Jonás se adelantó a hablar —Os presento a Adler Wolf. Nuestro líder.
—Sed bienvenidos. Espero que este lugar sea de vuestro agrado y que os quedéis todo el tiempo que deseéis. Aunque me gustaría que os quedarais. Siempre es bueno contar con la ayuda de más gente, ya que estamos metidos en medio de una guerra, como habéis podido observar.
—Gracias por acogernos aquí y darnos este descanso, lo cierto es que lo necesitábamos— dijo Luci tomando la voz cantante del grupo —Pero debemos rehusar lo de quedarnos. Lo he estado hablando con mis compañeros y ya tenemos un sitio en el que quedarnos. Sé que nos han hecho un favor y se les devolverá cuando sea necesario, pero no queremos vernos metidos en esto. Quisiéramos volver a nuestro hogar lo antes posible.
—Me parece correcto. Que así sea— respondió el alemán. Este miró entonces a Jonás —Mañana quiero que los escoltéis hasta su hogar.
—Si señor— respondió Jonás.

Día 15 de enero de 2018…
Jardín botánico de Valencia…
04:00 horas de la madrugada…

Jonás fue llamado a la habitación de Wolf en la madrugada. Debía ser algo importante, porque prácticamente nadie tenía permitido ir a ese lugar. Cuando lo llamaron, se sintió pletórico, el hombre que les había salvado la vida y al que el admiraba, quería una audiencia con él.

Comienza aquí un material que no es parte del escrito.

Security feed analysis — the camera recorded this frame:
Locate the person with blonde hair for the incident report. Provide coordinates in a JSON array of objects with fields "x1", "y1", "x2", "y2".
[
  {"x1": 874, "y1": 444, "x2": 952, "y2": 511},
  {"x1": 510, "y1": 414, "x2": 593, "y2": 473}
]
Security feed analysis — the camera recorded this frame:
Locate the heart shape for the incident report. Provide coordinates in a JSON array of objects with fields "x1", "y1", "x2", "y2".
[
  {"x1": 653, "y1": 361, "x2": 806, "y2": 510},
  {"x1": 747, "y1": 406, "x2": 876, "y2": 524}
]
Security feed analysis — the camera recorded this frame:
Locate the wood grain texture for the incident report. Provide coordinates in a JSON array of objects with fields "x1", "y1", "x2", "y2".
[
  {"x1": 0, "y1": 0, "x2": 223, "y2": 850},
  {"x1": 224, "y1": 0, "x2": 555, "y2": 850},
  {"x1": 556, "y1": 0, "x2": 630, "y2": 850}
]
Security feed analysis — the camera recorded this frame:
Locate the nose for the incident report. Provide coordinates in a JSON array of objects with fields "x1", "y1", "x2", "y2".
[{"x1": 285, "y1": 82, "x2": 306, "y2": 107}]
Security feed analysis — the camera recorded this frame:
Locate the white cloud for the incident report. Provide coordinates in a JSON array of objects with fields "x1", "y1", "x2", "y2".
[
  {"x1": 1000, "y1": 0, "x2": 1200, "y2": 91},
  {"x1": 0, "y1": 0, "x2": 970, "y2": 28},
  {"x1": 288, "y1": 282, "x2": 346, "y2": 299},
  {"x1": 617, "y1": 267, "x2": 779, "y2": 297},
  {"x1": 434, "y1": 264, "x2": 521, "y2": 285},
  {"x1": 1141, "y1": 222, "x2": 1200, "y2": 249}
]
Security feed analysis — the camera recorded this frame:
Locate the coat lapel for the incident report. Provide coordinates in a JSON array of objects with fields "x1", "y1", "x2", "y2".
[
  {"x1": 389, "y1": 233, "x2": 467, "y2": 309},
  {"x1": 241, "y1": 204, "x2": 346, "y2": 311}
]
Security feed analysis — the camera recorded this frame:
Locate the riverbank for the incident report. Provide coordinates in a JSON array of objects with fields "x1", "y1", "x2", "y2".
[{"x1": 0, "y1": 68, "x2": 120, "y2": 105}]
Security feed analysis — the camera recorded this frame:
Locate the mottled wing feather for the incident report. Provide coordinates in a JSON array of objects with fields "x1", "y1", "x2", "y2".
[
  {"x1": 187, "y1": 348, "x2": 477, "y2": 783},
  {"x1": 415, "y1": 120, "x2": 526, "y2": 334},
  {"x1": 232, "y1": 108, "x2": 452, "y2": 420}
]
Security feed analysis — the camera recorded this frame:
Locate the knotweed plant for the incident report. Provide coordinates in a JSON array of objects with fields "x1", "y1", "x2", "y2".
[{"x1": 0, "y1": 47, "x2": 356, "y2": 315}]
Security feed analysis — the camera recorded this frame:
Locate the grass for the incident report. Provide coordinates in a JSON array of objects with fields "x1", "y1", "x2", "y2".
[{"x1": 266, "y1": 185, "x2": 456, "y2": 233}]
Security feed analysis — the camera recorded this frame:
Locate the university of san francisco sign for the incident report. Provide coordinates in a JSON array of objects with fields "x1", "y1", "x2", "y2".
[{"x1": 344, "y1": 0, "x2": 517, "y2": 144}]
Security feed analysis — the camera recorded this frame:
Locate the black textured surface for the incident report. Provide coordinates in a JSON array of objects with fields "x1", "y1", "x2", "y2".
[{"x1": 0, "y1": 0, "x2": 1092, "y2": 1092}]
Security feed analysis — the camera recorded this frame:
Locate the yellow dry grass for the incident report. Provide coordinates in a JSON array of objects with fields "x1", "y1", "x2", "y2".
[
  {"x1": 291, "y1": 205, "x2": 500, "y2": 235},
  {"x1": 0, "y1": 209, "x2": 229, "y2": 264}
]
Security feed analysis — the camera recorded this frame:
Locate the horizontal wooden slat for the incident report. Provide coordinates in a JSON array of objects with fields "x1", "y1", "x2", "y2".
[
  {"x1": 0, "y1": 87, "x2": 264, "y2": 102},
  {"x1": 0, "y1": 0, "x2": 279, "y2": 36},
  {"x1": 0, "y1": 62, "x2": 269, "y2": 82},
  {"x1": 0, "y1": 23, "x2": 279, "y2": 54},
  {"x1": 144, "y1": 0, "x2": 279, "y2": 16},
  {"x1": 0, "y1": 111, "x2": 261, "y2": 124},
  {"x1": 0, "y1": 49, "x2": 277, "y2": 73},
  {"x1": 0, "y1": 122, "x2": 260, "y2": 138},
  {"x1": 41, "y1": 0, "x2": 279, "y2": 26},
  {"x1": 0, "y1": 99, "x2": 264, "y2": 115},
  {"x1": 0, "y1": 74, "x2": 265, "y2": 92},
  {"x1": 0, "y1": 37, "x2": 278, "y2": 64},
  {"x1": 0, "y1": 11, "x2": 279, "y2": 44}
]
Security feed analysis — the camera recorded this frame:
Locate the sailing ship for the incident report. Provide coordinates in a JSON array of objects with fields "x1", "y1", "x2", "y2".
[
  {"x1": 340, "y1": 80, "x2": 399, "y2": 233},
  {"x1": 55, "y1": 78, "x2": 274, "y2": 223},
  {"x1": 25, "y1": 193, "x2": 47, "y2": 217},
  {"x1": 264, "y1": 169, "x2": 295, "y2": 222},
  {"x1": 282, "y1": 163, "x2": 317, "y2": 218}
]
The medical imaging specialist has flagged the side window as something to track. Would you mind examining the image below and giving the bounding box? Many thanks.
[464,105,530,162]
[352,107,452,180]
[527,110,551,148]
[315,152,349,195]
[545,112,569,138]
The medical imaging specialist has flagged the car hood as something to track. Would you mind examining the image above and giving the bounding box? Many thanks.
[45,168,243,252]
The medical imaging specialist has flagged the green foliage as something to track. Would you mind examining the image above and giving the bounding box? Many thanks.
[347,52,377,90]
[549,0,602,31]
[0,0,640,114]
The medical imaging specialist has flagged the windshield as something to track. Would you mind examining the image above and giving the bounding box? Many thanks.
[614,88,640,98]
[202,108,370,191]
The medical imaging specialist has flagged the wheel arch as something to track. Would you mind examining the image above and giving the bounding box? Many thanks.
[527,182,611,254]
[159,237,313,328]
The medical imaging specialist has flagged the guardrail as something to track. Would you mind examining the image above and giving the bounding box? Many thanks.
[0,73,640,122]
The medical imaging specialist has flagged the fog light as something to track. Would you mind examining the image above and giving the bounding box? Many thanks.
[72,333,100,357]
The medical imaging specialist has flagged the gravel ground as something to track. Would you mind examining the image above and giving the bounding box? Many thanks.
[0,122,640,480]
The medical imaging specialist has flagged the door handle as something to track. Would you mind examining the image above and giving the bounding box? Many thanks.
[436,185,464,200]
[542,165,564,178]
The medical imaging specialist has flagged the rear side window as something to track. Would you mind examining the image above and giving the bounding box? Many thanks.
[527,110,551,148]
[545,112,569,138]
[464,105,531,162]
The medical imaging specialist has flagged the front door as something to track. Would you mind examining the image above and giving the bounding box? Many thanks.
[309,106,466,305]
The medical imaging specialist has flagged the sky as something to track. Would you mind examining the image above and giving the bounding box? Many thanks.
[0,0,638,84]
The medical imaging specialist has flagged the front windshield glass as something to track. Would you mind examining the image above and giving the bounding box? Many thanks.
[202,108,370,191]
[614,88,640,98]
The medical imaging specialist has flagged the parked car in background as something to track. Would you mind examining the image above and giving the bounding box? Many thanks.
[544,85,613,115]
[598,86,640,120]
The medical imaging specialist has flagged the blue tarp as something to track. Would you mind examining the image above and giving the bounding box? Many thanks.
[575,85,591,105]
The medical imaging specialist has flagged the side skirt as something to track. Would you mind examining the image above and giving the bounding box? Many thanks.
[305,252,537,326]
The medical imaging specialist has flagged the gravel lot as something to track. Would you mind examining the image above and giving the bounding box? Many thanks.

Llegó a la puerta de la habitación y tocó con los nudillos, segundos después, la voz de Wolf le dijo que pasara. Cuando Jonás entró, vio la habitación por primera vez. Había una gran alfombra en el suelo, con bordados dorados. También había una cama grande en el fondo y ante él, varias estanterías llenas de libros, ante estas, una mesa y dos sillones, Wolf estaba sentado en uno de ellos.
—Siéntate por favor.
Jonás asintió y caminó hasta sentarse frente a su líder. Rápidamente, este le ofreció un puro y una copa, Jonás las aceptó sin dudar.
—Es un verdadero honor que me haya llamado señor…— las palabras apenas le salían a Jonás —Si hay algo que yo pueda hacer. Cuente con ello.
—Mañana, junto a un grupo, acompañareis a Luci y a sus amigos allá donde quiera que esté su hogar. Después, quiero que los tengáis vigilados— respondió Wolf.
Eso sorprendió mucho a Jonás, pero no contradijo a su líder, se limitó a asentir. Entonces, Wolf se levantó del sillón dándole la espalda a Jonás —No sabemos realmente las intenciones de esta gente. No están ni con “El bebé” ni con nosotros. No se posicionan y eso es peligroso. Quiero tenerlos controlados y actuar si sus intenciones no nos favorecen. Aquí solo puede haber dos bandos… Y finalmente, solo quedará uno. No debe haber cabos sueltos.
—Si señor… A sus órdenes.
—Muy bien Jonás. Eso es lo que yo llamo lealtad— dijo Wolf girándose con una gran sonrisa en sus labios.